What's the difference between the names in the US census (which are the names of adults or children) and the names in the Social Security administration (which are overwhelmingly legal names.)
The version of the gender package being used here is from my github fork.
library(dplyr)
##
## Attaching package: 'dplyr'
##
## The following objects are masked from 'package:stats':
##
## filter, lag
##
## The following objects are masked from 'package:base':
##
## intersect, setdiff, setequal, union
library(ggplot2)
set1 = gender::ssa_national %>% group_by(year) %>% mutate(ssa = (female + male)/sum(female +
male), fName = female > male) %>% select(name, year, ssa, fName)

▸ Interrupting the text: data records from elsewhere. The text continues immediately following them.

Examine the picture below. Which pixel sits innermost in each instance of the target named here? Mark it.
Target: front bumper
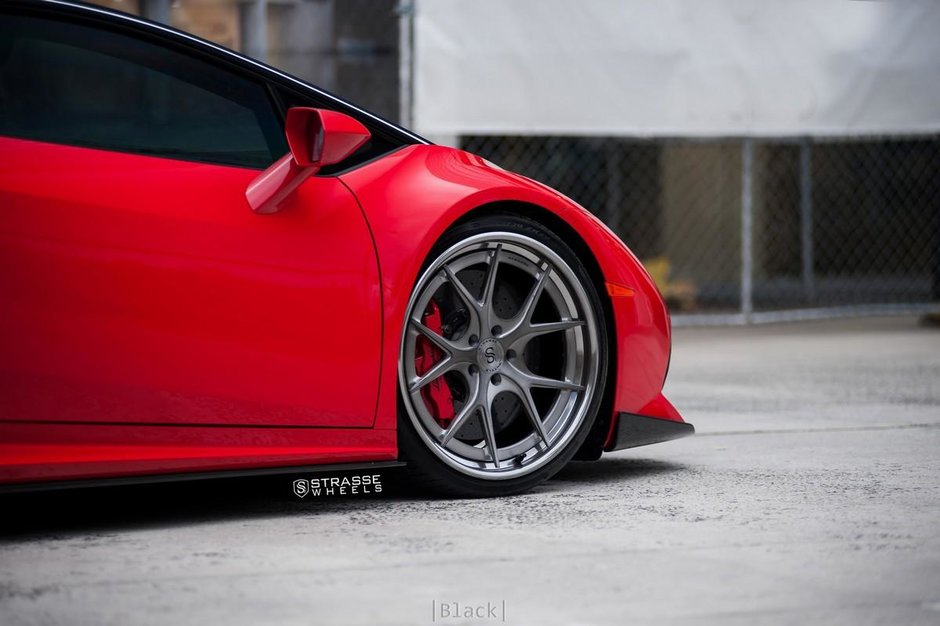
(631, 431)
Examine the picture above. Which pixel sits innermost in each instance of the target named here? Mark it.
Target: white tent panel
(677, 67)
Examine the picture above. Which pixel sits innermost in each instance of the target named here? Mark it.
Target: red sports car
(211, 267)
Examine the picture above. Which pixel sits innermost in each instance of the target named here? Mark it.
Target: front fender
(411, 197)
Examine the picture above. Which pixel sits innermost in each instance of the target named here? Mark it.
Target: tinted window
(78, 85)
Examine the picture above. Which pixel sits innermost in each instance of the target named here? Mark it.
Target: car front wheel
(503, 359)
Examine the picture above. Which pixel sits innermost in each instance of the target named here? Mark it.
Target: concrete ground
(810, 496)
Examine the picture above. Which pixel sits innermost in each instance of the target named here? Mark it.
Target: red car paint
(151, 323)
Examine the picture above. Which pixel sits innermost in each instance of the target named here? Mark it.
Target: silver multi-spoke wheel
(500, 355)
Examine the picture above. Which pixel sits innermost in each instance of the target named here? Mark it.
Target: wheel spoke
(467, 297)
(531, 410)
(490, 283)
(528, 307)
(469, 408)
(530, 331)
(529, 380)
(434, 338)
(489, 430)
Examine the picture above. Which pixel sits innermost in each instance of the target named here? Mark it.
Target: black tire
(528, 384)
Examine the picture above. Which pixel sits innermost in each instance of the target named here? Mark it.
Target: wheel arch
(593, 445)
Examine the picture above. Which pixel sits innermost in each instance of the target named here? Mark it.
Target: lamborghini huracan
(209, 267)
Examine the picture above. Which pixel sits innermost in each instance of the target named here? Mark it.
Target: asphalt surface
(810, 495)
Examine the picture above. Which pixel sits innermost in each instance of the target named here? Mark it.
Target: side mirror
(316, 138)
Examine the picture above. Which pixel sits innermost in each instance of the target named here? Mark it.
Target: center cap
(489, 355)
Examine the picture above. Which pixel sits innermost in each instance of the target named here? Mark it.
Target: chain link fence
(757, 226)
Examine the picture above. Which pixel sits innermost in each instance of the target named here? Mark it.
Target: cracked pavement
(810, 495)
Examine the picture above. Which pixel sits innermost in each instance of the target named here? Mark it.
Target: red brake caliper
(436, 394)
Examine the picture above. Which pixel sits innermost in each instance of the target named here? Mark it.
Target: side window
(84, 86)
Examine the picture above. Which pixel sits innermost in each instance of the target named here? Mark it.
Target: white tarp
(676, 67)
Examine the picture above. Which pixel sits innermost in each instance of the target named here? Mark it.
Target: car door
(135, 284)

set2 = gender::ipums_usa %>% group_by(year) %>% mutate(ipums = (female + male)/sum(female +
male), fName = female > male) %>% select(name, year, ipums, fName)
First I join them together, and substitute zeroes with some minimum values to make division possible.
s1 = set1 %>% filter(year < 1931)
s2 = set2 %>% filter(year >= 1880)
joint = merge(s1, s2, all = T) %>% as.tbl
joint = joint %>% mutate(isNA = is.na(ssa + ipums))
joint$ssa[is.na(joint$ssa)] = min(joint$ssa, na.rm = T)
joint$ipums[is.na(joint$ipums)] = min(joint$ipums, na.rm = T)
Now let's compare Social Security to IPUMS names. We'll do this by dividing the ipums count by the ssa count: the log scale makes it uniform with positive being SSA-friendly names, and negative being IPUMS-friendly names.
I'll take the mean of that difference across all years as the metric: simply adding may be odd because of different year-to-year sizes in the sets. To keep that sane, I'll limit to names that appear at a greater than .5% rate at least 10 times.
set.seed(1)
joint %>% sample_n(10)
## Source: local data frame [10 x 6]
##
## name year fName ssa ipums isNA
## 192838 durmond 1898 TRUE 2.099e-06 5.266e-06 TRUE
## 270272 fritzie 1925 FALSE 2.099e-06 7.912e-06 TRUE
## 416060 libra 1913 TRUE 2.099e-06 4.582e-06 TRUE
## 659625 thonie 1922 TRUE 2.099e-06 7.668e-06 TRUE
## 146480 collin 1916 FALSE 9.305e-06 7.336e-07 TRUE
## 652492 tennie 1887 TRUE 1.132e-04 7.327e-05 FALSE
## 686108 vernita 1908 TRUE 2.099e-06 9.303e-06 TRUE
## 479930 mauer 1888 FALSE 2.099e-06 2.771e-05 TRUE
## 456918 mancy 1908 TRUE 2.099e-06 3.290e-05 TRUE
## 44875 aontion 1930 FALSE 2.099e-06 9.151e-06 TRUE
topNames = joint %>% group_by(name, fName) %>% filter(!isNA, ssa > 0.005, ipums >
0.005) %>% mutate(count = n()) %>% filter(count > 10) %>% mutate(difference = log(ssa/ipums)) %>%
summarize(difference = mean(difference), aname = name[1]) %>% arrange(-difference) %>%
mutate(gender = ifelse(fName, "Female", "Male"))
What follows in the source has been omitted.